Judy was terrified, too--of everything. Surrounded by typical stroke victims three and four times her age, she considered the notion that fearlessness is a privilege of the young, and she suddenly felt ancient. "I should have been at Cornell taking psychology and dance classes. Instead, I was lying motionless in a rehabilitation hospital after a totally devastating stroke," Judy says. "I was a statistical oddity, and I hated it intensely." Yet at the same time, she felt as helpless as an infant. When a therapist took her to see the newborn babies in the hospital, she found herself staring at them with an odd sense of understanding. "I know just how you feel, baby," she thought, as the nurse held up a sick male newborn. "You can't talk either. All your muscle movement is involuntary.
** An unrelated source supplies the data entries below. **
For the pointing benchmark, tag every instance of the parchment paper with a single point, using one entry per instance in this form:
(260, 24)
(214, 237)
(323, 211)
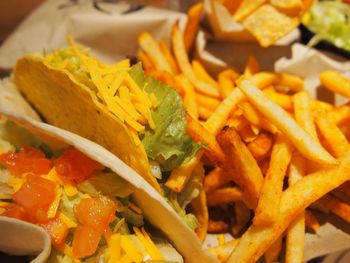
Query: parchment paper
(113, 35)
(109, 29)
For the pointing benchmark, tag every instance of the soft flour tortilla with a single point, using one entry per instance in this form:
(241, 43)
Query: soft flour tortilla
(21, 238)
(155, 208)
(64, 103)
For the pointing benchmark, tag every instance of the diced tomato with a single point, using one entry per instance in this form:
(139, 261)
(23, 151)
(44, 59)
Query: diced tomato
(96, 212)
(28, 160)
(16, 211)
(36, 195)
(85, 241)
(57, 230)
(74, 166)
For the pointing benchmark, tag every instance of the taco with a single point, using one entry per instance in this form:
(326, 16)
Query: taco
(93, 206)
(137, 118)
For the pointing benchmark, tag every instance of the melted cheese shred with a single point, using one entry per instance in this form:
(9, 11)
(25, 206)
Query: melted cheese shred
(116, 89)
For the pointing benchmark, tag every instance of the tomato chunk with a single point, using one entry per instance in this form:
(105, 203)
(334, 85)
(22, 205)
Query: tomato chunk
(75, 167)
(28, 160)
(35, 195)
(16, 211)
(85, 241)
(96, 212)
(57, 230)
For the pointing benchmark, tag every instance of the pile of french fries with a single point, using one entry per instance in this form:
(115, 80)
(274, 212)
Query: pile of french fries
(267, 20)
(272, 154)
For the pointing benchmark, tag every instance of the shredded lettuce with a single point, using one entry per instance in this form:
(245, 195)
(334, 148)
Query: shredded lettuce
(106, 183)
(168, 144)
(330, 21)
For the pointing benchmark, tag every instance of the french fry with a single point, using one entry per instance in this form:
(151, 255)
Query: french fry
(296, 230)
(191, 29)
(224, 196)
(294, 200)
(335, 82)
(185, 66)
(207, 102)
(151, 47)
(222, 252)
(333, 139)
(215, 179)
(254, 117)
(283, 100)
(271, 255)
(169, 56)
(268, 25)
(200, 210)
(226, 80)
(246, 8)
(189, 97)
(181, 174)
(252, 66)
(303, 113)
(336, 206)
(261, 146)
(201, 134)
(147, 63)
(215, 226)
(202, 74)
(241, 166)
(311, 221)
(268, 206)
(204, 113)
(243, 216)
(340, 115)
(276, 115)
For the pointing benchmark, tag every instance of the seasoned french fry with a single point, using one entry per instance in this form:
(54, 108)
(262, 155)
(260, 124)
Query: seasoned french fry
(224, 196)
(241, 166)
(303, 113)
(336, 82)
(222, 252)
(215, 179)
(207, 102)
(169, 56)
(243, 216)
(294, 200)
(336, 206)
(226, 81)
(296, 230)
(301, 140)
(252, 66)
(189, 97)
(340, 115)
(254, 117)
(201, 134)
(202, 74)
(268, 206)
(283, 100)
(147, 63)
(217, 226)
(261, 146)
(200, 210)
(271, 255)
(191, 29)
(333, 139)
(151, 47)
(185, 66)
(311, 221)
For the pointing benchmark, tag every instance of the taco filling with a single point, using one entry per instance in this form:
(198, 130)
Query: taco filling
(84, 207)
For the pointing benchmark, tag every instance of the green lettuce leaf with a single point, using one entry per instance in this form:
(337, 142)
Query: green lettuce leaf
(168, 144)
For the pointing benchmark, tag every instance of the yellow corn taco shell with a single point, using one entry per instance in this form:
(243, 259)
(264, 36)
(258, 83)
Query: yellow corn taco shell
(66, 103)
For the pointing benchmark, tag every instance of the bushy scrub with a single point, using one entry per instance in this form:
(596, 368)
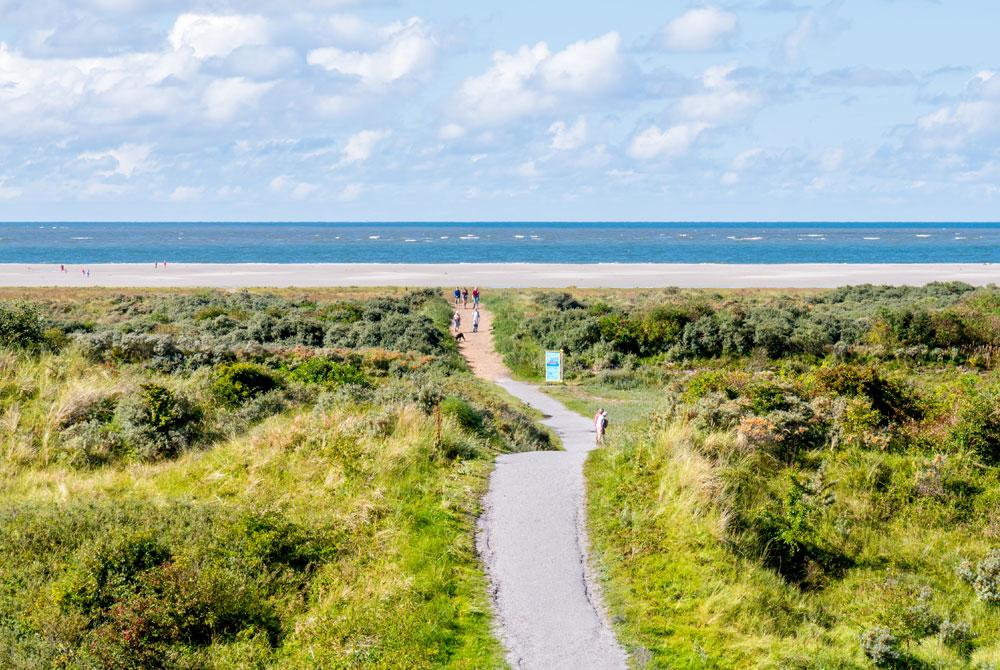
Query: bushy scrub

I'm exactly like you."
It quickly became apparent, in fact, that baby steps were her route to independence. Ridding herself of her tracheostomy tube, for instance, was a matter of quite literally learning how to breathe all over again. By regulating the size of the opening in her trache tube--making it gradually smaller and smaller--she was made to breathe more and more on her own, until finally the trache was removed just before Judy was transferred to the rehabilitation center. She would spend the next twenty months there, sharing a room with three other patients, several of whom were highly inappropriate. One roommate was blind, for instance. Since Judy communicated with eye blinks, they had no way of conversing. Another roommate was so senile that she told Anne Mozersky that her daughter actually spoke when no one else was around.
Indeed, communication remained the hub of Judy's frustration. Though she now admits she fit the textbook definition of a bad patient--one who demanded a great deal of time and attention--she also became an expert on the relative quality of health care. She adored some of her nurses, the ones who took the time to get to know her preferences and her personality. She despised others--the ones who didn't bother to learn how to spell with her, or who ignored the fluttering of her eyes that amounted to her only call bell. Occasionally, it was the little things that added to the frustration, like the time a nurse made the mistake of running a comb through her freshly permed hair. But usually, bigger things were on her mind. "I would lie in my bed terrified and sobbing because I couldn't sleep.I would think terrible thoughts like 'What if I have a migraine?' or 'What if I have another stroke?' Nobody would know. I was afraid of dying and yet I yearned for the sweet release of death."
And then one night, her fears were realized. She developed a frightening migraine and waited--and waited, and waited. When nurses finally checked on her, she batted her eyes vigorously, indicating she wanted to spell. But these nurses didn't know her well and didn't know how to spell with her. "They thought I was being cute and funny!" Judy recalls. She lay awake with an untreated migraine until morning.
Judy didn't always have pleasant experiences with doctors either. Unlike many stroke victims, for whom there is a complete loss of sensation, Judy had the opposite. She couldn't move, but she could feel everything to an often painful extent. Yet as she lay there motionless one day, a podiatrist actually ripped off one of her toenails without anesthetic. "If I could have yanked my foot away and screamed, I would have," says Judy. As it was, the pain was so bad that she actually sat up, her muscles involuntarily showing what she felt.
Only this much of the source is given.